This is a guest post written by one of my friend, Kaif who also attended the book launching at GerakBudaya.
The only force that brought me to the book launch for Prof. Milner’s second edition of Kerajaan nearly three weeks ago was sheer curiosity. And as always, it didn’t disappoint: the panel discussion which included the author himself was absolutely eye-opening, at least to a complete neophyte of Malaysian politics, history and anthropology. Two weeks and a little more later, I’ve finally finished it and cannot recommend it enough to anyone (Malay or otherwise) even remotely interested in the questions of nation-building and unity in Malaysia. Why? Because, to our advantage or not, we are not building a nation in vacuo, and thus to make headway sustainably beyond the superficial level of economy and government, we first need to really understand the cultural and psychological matrix in which we are all embedded.
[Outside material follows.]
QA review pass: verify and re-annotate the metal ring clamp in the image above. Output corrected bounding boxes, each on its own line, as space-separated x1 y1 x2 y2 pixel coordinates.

This then implies, at least to my mind, learning about the history of our worldviews and mentalities, and how they might have turned out as they are now.
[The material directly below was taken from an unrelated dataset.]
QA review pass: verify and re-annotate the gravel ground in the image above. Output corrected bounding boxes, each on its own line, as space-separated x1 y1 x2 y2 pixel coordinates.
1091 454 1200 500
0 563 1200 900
Anyway, reading it has been no less than a journey of self-discovery. I think I have understood myself a lot better both as a (half) Malay as well as a rakyat under a uniquely Malay royal umbrella. The following then is a short summary as well as a collection of some highlights of ideas, some the author’s and others my own, gleaned from this little journey, and I hope that they will be of some use to the reader, if only to whet his or her appetite to get hold of a copy (Christmas is around the corner?) and enjoy it as much as I have. Before going further, I’d just like to point out that it is quite dangerous to read too much into such works as history, which are themselves ultimately speculative, and that I’ve had my own share of qualms and apprehensions. Nevertheless, seeing that they are most probably either too naïve, too uninformed or just plain wrong, I won’t bore you with them here.
First, a short summary to orientate those who have yet to read it. It has been noted before by scholars such as Clifford Geertz that the Malay political culture is disproportionately preoccupied with the formal and the ceremonial, hence his coining of the appellation ‘theatre state’. And even without such works, it is not difficult to observe this in today’s Malaysia where the king appears to be nothing more than a ceremonial puppet conferring too many titles that make our preprandial speeches too long. With this in mind, Kerajaan then is basically Prof. Milner’s take on explaining all these at the level of the ancient worldview and value system of the Malay realm; he attempts to achieve this by studying malay manuscripts in the form of two hikayats alongside the colonial documents.